How to design Rasa NLU training data for extracting human name

I am using rasa open source version 3.1 .

In my project I need to extract the user’s name from user text and set the value to slot which type is text. Now the issue is for extracting varieties kinds of name I have to give a huge amount of training example under that particular intent, which is around 40000. And now it is breaking my stories flow. Is there any way to optimize this training data and solve this issue?

It will be a great help if any one can answer. Thanks in advance.

Hi @chowdhuryshakur

You can reframe your training data following this https://rasa.com/docs/rasa/nlu-training-data#regular-expressions-for-rule-based-entity-extraction

Thanks @anoopshrma, I used regex for number type slot like phone number, age. But how I can use it for name slot, can you give a example?

- intent: user_name
  examples: |
    - my name is [John Doe]{"entity": "name"}
    - You can call me [IronMan]{"entity": "name"}

You haven’t used any regex in your example.

However my example is like below:

- intent: user_name
  examples: |
    - [John Doe](name)
    - [IronMan](name)

Sorry for the mixup, I shared the wrong link with you, extracting name can be done without even adding regex.
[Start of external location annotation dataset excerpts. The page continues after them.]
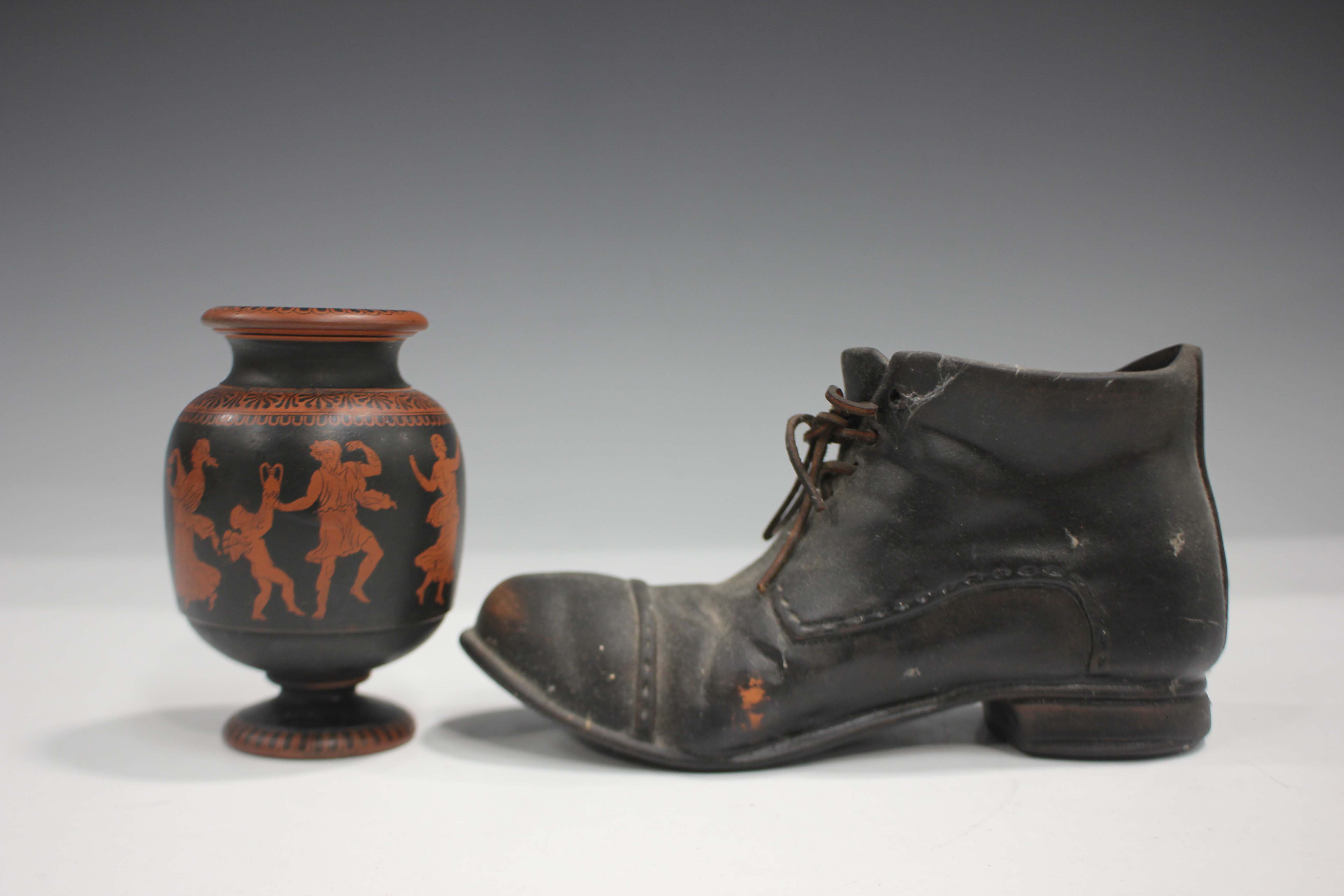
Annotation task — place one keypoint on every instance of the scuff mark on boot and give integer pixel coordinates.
(753, 695)
(948, 371)
(506, 609)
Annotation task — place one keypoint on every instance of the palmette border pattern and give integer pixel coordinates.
(234, 406)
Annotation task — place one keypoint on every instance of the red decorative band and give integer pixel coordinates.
(318, 743)
(345, 324)
(233, 406)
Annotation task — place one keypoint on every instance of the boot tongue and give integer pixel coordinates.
(863, 370)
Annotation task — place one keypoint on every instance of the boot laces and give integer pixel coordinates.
(839, 425)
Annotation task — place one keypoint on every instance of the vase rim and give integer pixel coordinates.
(323, 324)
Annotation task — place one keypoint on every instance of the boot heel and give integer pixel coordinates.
(1100, 729)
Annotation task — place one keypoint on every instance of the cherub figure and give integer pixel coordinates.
(193, 579)
(338, 488)
(248, 541)
(437, 559)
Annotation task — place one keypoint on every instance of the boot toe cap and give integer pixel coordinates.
(575, 637)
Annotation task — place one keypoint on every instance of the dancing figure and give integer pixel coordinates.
(338, 488)
(193, 578)
(437, 559)
(248, 541)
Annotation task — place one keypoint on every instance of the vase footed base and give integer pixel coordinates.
(323, 722)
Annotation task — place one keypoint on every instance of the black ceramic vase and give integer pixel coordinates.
(315, 514)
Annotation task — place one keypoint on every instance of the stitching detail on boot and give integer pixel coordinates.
(646, 687)
(1049, 576)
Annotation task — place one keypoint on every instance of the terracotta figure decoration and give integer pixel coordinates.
(439, 561)
(248, 541)
(314, 393)
(339, 489)
(194, 579)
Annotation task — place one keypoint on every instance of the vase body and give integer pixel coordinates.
(314, 506)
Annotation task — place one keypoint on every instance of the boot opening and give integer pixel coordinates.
(1154, 362)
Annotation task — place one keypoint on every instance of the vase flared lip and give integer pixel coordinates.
(319, 324)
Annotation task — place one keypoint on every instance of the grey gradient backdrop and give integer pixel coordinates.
(643, 233)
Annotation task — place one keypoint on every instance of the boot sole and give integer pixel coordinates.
(1062, 720)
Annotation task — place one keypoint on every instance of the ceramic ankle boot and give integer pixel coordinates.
(1042, 543)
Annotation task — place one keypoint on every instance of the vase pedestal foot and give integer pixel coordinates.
(319, 722)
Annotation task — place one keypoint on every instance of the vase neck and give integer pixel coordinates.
(275, 363)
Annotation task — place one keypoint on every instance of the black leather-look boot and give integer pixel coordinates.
(1044, 543)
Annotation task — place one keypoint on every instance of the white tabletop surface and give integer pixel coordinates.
(115, 780)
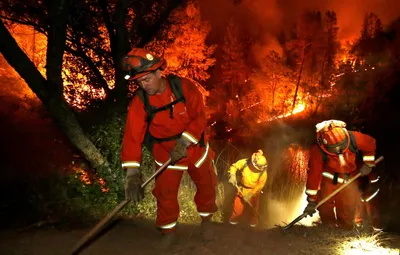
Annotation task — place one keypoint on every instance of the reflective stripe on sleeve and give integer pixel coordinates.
(311, 192)
(203, 158)
(130, 164)
(189, 137)
(169, 226)
(331, 176)
(174, 167)
(369, 158)
(370, 197)
(203, 214)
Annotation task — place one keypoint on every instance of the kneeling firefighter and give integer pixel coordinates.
(249, 177)
(333, 161)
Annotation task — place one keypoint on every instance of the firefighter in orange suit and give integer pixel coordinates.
(333, 160)
(249, 177)
(177, 129)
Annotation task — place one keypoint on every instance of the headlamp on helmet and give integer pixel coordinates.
(140, 62)
(259, 161)
(333, 137)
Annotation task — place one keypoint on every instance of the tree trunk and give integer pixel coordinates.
(49, 91)
(299, 79)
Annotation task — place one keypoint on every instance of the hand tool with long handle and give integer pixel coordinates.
(251, 206)
(109, 216)
(328, 197)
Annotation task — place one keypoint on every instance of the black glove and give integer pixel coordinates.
(310, 208)
(179, 151)
(365, 170)
(133, 182)
(232, 180)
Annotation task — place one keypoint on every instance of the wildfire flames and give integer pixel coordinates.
(367, 245)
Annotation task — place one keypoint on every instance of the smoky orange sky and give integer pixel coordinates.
(265, 18)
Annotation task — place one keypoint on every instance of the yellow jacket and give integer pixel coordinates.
(246, 177)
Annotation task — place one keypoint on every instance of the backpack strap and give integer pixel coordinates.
(352, 147)
(176, 87)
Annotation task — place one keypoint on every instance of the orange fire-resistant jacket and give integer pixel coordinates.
(252, 181)
(365, 143)
(188, 119)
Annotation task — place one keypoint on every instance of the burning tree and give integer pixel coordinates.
(94, 49)
(183, 44)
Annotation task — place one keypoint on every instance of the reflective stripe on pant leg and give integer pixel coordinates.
(255, 202)
(166, 193)
(326, 212)
(205, 180)
(346, 202)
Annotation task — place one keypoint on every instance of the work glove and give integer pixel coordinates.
(133, 182)
(248, 196)
(180, 150)
(365, 170)
(232, 180)
(310, 208)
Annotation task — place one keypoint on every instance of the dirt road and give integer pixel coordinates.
(140, 237)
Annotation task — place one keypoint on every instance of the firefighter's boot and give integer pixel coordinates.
(207, 231)
(167, 241)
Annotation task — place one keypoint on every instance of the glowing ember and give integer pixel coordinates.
(299, 108)
(365, 245)
(87, 180)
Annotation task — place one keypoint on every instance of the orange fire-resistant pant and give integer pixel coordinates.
(371, 206)
(371, 209)
(345, 203)
(239, 206)
(166, 193)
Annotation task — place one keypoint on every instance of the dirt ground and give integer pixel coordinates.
(141, 237)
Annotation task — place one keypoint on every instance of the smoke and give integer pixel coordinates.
(264, 19)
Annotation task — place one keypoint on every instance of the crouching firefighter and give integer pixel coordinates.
(333, 161)
(167, 115)
(249, 177)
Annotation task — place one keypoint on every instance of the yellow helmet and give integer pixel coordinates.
(259, 161)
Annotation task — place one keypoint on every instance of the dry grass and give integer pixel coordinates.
(366, 245)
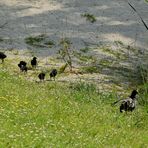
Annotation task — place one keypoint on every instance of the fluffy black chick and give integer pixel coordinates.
(22, 66)
(41, 76)
(129, 104)
(2, 56)
(34, 62)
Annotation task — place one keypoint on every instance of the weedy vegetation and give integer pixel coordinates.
(56, 114)
(89, 17)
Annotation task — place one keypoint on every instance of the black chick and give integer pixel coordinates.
(41, 76)
(34, 62)
(22, 66)
(129, 104)
(53, 73)
(23, 63)
(2, 56)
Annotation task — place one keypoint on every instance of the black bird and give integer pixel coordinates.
(53, 73)
(2, 56)
(129, 103)
(41, 76)
(22, 66)
(34, 62)
(23, 63)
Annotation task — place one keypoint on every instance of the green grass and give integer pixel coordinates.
(89, 17)
(54, 114)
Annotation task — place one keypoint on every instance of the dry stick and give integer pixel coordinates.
(138, 15)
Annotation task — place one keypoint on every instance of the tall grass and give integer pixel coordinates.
(53, 114)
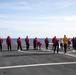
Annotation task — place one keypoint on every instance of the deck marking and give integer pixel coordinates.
(35, 65)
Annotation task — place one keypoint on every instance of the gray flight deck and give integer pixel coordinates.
(37, 62)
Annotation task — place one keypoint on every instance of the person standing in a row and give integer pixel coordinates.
(19, 42)
(55, 44)
(46, 42)
(65, 41)
(8, 42)
(27, 42)
(1, 41)
(74, 42)
(35, 43)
This way you can extract the name from the text. For more info you can refer to this https://rasa.com/docs/rasa/training-data-format#entities

Also dont add training data like this

One word data is not good way to train an intent

If user write only his name instead of ‘my name is Anoop’ and ‘Anoop’ is not in nlu data. Will it work? Can extract the name Anoop?
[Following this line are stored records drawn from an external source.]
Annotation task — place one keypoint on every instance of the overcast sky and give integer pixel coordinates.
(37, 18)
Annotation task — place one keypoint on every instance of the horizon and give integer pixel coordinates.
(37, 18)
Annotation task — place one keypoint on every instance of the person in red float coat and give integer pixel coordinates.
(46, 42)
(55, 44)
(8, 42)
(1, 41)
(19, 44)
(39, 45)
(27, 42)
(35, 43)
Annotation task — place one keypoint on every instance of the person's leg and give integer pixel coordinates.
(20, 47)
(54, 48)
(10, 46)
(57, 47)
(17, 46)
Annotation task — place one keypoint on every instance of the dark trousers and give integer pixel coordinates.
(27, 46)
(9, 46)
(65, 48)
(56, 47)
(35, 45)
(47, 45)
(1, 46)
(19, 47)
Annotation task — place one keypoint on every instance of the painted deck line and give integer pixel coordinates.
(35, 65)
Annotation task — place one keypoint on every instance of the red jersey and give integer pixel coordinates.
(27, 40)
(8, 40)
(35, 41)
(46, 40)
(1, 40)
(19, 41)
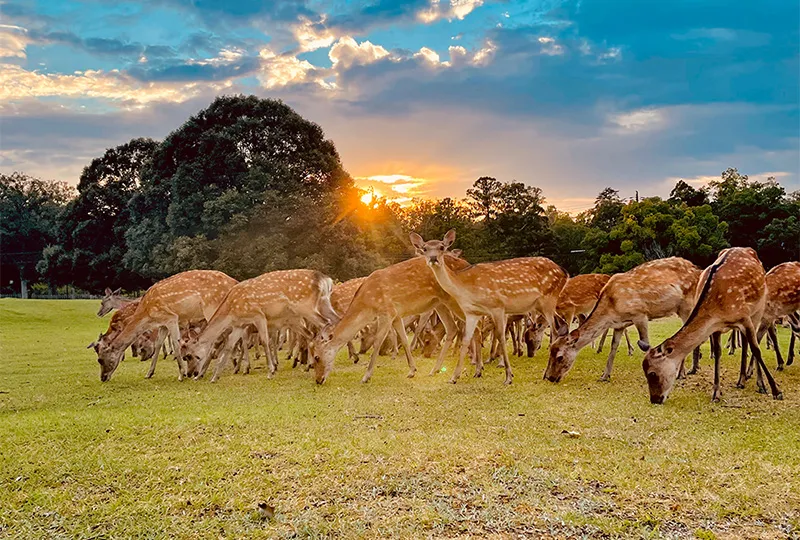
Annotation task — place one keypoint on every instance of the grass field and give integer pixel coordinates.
(396, 457)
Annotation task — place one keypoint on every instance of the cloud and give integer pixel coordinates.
(13, 41)
(17, 83)
(347, 52)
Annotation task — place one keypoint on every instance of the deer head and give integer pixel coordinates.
(661, 365)
(563, 352)
(433, 250)
(107, 303)
(109, 358)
It can @chowdhuryshakur , Have all the possible combinations that can occur in your nlu.yml Which means

- intent: user_name
  examples: |
    - my name is [John Doe]{"entity": "name"}
    - You can call me [IronMan]{"entity": "name"}
    - [Rahul]{"entity": "name"}

The reason why i asked you to not add only single word training data as your training data only had the names. The above way can handle single as well as name coming in sentence as well

This is my nlu data

- intent: tell_name
  examples: |
    - My name is [Justine Kuper]{"entity": "name"}.
    - I am [John]{"entity": "name"}.
    - I am [Anaz Abdul Karim]{"entity": "name"}.
    - [Jack]{"entity": "name"}.
    - [Borhan]{"entity": "name"}.

But when I am writing Anoop, it couldn’t extract the name.
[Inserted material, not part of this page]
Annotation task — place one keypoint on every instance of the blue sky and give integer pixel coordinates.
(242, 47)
Sorry for mentioning @nik202. Can you help me anyway? I saw you answered many of questions in the forum.

@chowdhuryshakur no worries. You need to check a few links: https://learning.rasa.com/ and NLU Training Data and on the rasa youtube channel check for entity extraction you will find a lot of use case examples.

Hope this will solve your issue. Good Luck!

@nik202 Thanks for replying.

My issue is not that much straight forward. Here I have a intent tell_name. From this I have to extract any kinds of name given by user. I tried to train my model by giving 40000+ examples under tell_name intent. After that my model was able to extract most of the name but my other story flows were broken.

Should I avoid this huge number of example under a single intent? Is there any way to extract human name (name from anywhere in the world)?

hello,

have you tried to add a standard entity value in your NLU training data?

- intent: tell_name
  examples: |
    - My name is [Justine Kuper]{"entity": "name", "value": "user_name"}.
    - I am [John]{"entity": "name", "value": "user_name"}.
    - I am [Anaz Abdul Karim]{"entity": "name", "value": "user_name"}.
    - [Jack]{"entity": "name", "value": "user_name"}.
    - [Borhan]{"entity": "name", "value": "user_name"}.

that will allow your NLU model extract name entity with synonym mapping, which avoid exploding your stories.

by doing that you won’t be able to get the real name directly from parsed message, as they are all mapped to “user_name”, but I guess you can still extract them with start/end index of extracted name entity.

2 Likes